Community-Wide Screening Days
Children with developmental delays are at high risk of lifelong disabilities which may compromise their ability to fully participate in their community and to realize their full potential. If developmental delays are identified early in a child’s life, there is a high probability that appropriate interventions can enable the child to overcome the delay completely or significantly mitigate its impact on the child’s life. Unfortunately many children are not screened early enough to detect possible delays before they progress to a much more serious and often irreversible condition.
“Nationally, about 16% to 18% of children have disabilities such as speech-language impairments, mental retardation, learning disabilities, and emotional/behavioral disturbance. Although such children are twice as likely to seek health care as children without disabilities, only 20% to 30% of these children are detected prior to school entrance. Under-enrollment rates in early intervention programs (of roughly 80%) confirm the need to improve early detection in primary care.” (Glascoe and Shapiro, 2007)
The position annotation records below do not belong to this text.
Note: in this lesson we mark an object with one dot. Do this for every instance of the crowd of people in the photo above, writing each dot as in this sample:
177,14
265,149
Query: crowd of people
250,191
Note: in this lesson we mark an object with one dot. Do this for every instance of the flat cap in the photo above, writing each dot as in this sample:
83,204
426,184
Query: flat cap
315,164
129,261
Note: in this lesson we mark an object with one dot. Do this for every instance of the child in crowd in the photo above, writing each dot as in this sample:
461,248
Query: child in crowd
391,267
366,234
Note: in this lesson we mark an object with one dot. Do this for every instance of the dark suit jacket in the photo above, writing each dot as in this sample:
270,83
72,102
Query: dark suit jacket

WCL has coordinated and facilitated Developmental Screening Days for children ages 0 – 5 beginning in October 2009. Children receive hearing, vision, dental, fine motor, gross motor, and speech screenings. Children leave the Developmental Screenings with referrals to agencies that can provide those services and information for their pediatrician or family physician. This work group facilitated by WCL meets monthly and brings together over 25 partner agencies and more than 100 volunteers to help in the twice yearly screening days. To date, 752 children have been screened through this process and even more have been connected to partner agencies that can provide the needed services. An average of 60% of those screened have one or more developmental issues of concern detected. Prior to this WCL imitative, free comprehensive screenings for infants, toddlers and pre-school students have never been available to children in Leon and surrounding counties before.